On the other side was a data center run by Centrin Data, which also erected windmills and solar panels in the region. The data center, which began operating just 16 months after ground was broken, provides cloud-computing services to clients in Beijing.
Apple, Alibaba and Huawei also have data centers in town, while companies including electric-car producer XPeng train AI models and process AI workloads there.
In Horinger, a roughly two-and-a-half-hour drive from Ulanqab, state-owned power giant China Huadian last year began developing power infrastructure for a cluster of data centers. This year, the $230 million project started powering data centers run by China’s biggest telecommunications carriers and cloud-computing startup Paratera.
To compensate for domestic chips that are less advanced than American ones, Huawei, Alibaba, Baidu and other Chinese companies aim to boost computing power with systems that bundle together as many as thousands of Chinese chips.
Making so many chips work together efficiently requires cutting-edge networking technology and sophisticated dispatch algorithms—a task so challenging that Nvidia two years ago abandoned production of a system using 256 chips due to its cost, excessive power consumption and unreliability.
Under a popular metric for machine learning, Huawei’s CloudMatrix 384 system, which bundles 384 of its Ascend chips, provides two-thirds more computing power than Nvidia’s flagship system containing 72 Blackwell chips. But it consumes four times the power, according to research firm SemiAnalysis.
Engineers who have used the Huawei bundling system said it is complicated to install and operate, and, according to some, isn’t useful and smooth enough for training large-scale AI models.
The main hurdle for this strategy to work, according to people at Chinese tech companies, is China’s inability to produce its best chips fast enough.
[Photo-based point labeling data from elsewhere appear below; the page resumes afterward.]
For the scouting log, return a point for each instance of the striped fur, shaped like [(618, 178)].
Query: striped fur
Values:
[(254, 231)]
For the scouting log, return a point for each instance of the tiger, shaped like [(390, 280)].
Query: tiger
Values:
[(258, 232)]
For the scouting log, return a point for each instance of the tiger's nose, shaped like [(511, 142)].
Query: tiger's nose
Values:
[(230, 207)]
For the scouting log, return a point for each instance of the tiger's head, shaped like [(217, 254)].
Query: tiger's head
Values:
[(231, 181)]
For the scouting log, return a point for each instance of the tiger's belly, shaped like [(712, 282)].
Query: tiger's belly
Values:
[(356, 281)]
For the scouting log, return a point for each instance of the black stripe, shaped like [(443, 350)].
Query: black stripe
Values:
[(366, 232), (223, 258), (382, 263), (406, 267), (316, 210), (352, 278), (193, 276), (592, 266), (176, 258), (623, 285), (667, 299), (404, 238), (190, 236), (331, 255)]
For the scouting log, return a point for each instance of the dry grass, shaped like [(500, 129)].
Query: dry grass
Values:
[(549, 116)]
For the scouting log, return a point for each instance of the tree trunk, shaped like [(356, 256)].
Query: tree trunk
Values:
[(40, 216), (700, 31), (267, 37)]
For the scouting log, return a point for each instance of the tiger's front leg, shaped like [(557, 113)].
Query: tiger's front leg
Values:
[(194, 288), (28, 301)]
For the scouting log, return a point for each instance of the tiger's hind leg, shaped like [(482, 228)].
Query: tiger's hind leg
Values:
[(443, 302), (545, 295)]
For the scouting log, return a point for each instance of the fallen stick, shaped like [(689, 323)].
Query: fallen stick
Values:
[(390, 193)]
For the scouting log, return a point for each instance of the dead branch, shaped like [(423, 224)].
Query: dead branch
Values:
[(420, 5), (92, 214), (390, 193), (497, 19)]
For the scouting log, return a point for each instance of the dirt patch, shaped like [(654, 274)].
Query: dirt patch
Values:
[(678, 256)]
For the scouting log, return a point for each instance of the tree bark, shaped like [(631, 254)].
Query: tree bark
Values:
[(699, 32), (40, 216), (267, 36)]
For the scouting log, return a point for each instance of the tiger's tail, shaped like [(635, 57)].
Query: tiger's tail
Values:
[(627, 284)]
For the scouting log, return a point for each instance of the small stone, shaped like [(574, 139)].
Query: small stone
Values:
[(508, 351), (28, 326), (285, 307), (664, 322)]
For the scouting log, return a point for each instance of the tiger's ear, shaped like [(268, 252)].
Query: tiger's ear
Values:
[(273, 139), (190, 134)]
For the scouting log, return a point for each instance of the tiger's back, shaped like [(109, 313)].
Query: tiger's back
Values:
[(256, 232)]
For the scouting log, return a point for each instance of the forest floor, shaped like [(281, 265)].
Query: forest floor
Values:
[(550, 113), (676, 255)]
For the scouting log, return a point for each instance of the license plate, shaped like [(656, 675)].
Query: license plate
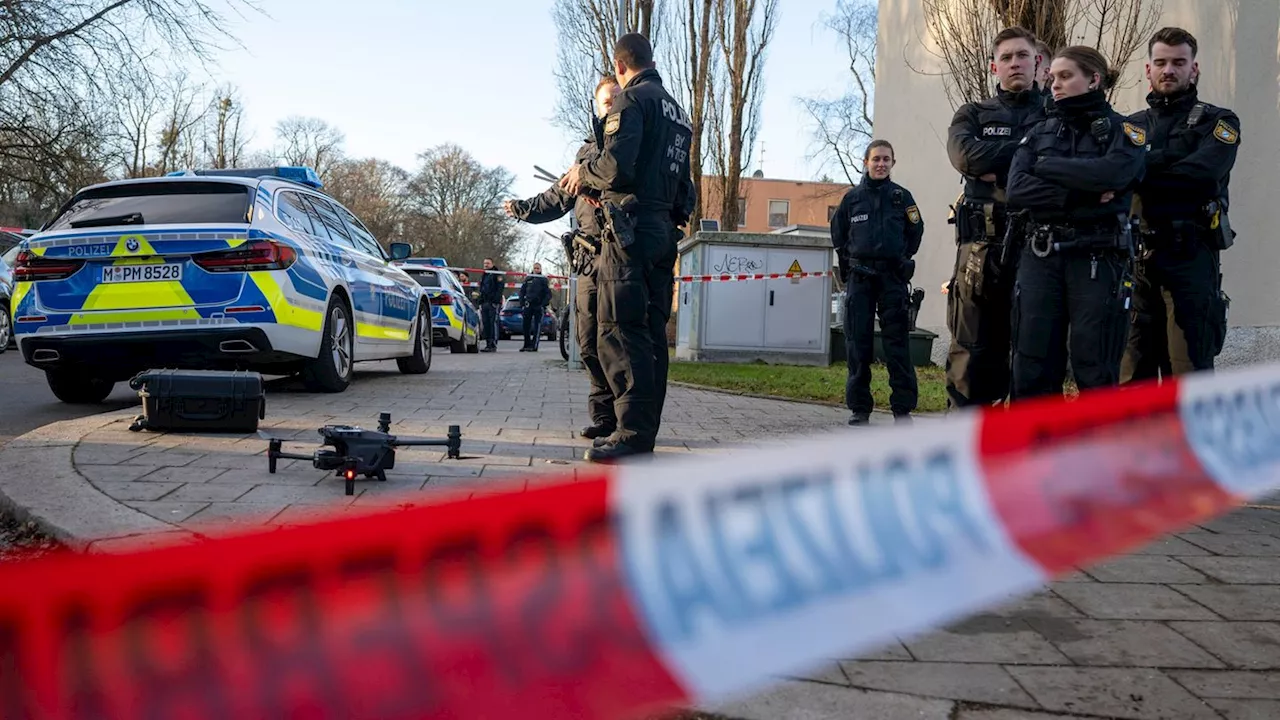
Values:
[(142, 273)]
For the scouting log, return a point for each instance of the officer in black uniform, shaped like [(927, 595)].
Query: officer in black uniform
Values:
[(640, 172), (1074, 176), (877, 231), (981, 144), (1182, 204), (584, 246)]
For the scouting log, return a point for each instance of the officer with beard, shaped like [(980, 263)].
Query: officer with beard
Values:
[(554, 204), (981, 144), (1180, 314)]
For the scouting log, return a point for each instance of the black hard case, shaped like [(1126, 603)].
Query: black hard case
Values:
[(208, 401)]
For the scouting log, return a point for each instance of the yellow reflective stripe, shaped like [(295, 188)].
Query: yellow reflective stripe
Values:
[(141, 296), (380, 332), (286, 313), (133, 317)]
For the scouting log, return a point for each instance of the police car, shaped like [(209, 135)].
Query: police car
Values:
[(455, 319), (213, 269)]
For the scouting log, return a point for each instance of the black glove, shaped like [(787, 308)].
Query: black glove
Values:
[(906, 270)]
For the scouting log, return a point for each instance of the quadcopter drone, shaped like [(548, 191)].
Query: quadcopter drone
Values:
[(356, 451)]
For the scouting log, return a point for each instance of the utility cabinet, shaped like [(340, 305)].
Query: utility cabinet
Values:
[(776, 320)]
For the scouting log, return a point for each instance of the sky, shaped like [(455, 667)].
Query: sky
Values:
[(398, 77)]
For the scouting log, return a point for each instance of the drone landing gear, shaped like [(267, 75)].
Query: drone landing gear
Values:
[(353, 451)]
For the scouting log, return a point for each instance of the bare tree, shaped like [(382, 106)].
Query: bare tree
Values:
[(224, 139), (842, 126), (455, 208), (375, 191), (744, 32), (309, 141), (586, 31), (963, 31)]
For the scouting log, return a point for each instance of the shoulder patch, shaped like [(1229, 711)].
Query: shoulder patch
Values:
[(1226, 133), (1136, 133)]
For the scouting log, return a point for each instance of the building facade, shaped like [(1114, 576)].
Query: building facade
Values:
[(1239, 58), (766, 205)]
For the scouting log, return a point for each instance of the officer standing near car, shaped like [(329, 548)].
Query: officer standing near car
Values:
[(981, 144), (1183, 209), (584, 245), (535, 295), (640, 172), (490, 304), (877, 231), (1074, 176)]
U.S. export controls also restrict access to advanced chip-making equipment. Chinese companies have developed ways to work around the export controls, including buying American chips through underground channels and tapping chips in data centers outside China.
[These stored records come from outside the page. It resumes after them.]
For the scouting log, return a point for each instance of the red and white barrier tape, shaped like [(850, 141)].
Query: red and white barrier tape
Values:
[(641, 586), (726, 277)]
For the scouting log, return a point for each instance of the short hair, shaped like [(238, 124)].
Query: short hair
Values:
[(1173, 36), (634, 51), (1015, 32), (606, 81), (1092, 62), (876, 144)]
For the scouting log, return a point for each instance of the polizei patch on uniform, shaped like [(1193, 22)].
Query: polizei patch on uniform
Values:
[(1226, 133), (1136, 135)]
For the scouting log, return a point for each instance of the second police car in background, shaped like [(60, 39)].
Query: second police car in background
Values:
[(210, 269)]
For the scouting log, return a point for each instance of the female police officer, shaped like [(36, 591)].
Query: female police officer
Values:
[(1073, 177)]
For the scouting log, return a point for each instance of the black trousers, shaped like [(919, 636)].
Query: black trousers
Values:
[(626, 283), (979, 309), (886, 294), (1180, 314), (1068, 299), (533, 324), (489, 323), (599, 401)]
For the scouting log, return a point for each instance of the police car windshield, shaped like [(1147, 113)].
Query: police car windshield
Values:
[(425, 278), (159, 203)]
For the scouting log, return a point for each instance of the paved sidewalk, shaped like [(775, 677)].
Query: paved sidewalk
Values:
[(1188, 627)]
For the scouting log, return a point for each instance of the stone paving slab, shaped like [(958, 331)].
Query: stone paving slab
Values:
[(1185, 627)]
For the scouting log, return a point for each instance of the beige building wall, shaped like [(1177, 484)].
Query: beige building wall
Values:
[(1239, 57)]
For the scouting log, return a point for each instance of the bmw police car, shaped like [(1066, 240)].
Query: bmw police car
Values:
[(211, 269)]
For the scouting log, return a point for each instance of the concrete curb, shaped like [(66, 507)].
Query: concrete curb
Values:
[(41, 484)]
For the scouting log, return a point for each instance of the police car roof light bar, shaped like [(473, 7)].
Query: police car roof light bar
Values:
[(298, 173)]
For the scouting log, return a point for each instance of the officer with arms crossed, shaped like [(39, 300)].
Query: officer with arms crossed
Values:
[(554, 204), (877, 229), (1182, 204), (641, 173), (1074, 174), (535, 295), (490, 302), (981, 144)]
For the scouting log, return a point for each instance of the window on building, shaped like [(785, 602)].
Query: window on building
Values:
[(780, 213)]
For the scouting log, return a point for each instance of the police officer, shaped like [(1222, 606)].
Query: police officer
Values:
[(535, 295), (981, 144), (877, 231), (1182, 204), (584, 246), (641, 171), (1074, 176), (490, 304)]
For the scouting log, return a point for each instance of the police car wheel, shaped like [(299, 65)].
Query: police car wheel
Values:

Analysts predict shortages of high-end chips to persist for at least another few years. It is unclear how many of Nvidia’s H200 chips China will buy, and how much the change in export restrictions will change the situation. China’s government has said it is committed to developing its own advanced chips.
“For the near term, China’s lack of leading-edge chip capacity is a tighter constraint than the U.S.’s power bottleneck," said Qingyuan Lin, a semiconductor analyst at Bernstein. China’s power capacity, he said, at least keeps it in the game.
“The longer the AI race lasts," Lin and his colleagues wrote in a report, “the more opportunities there will be for China to close the gap."
Grace Zhu contributed to this article.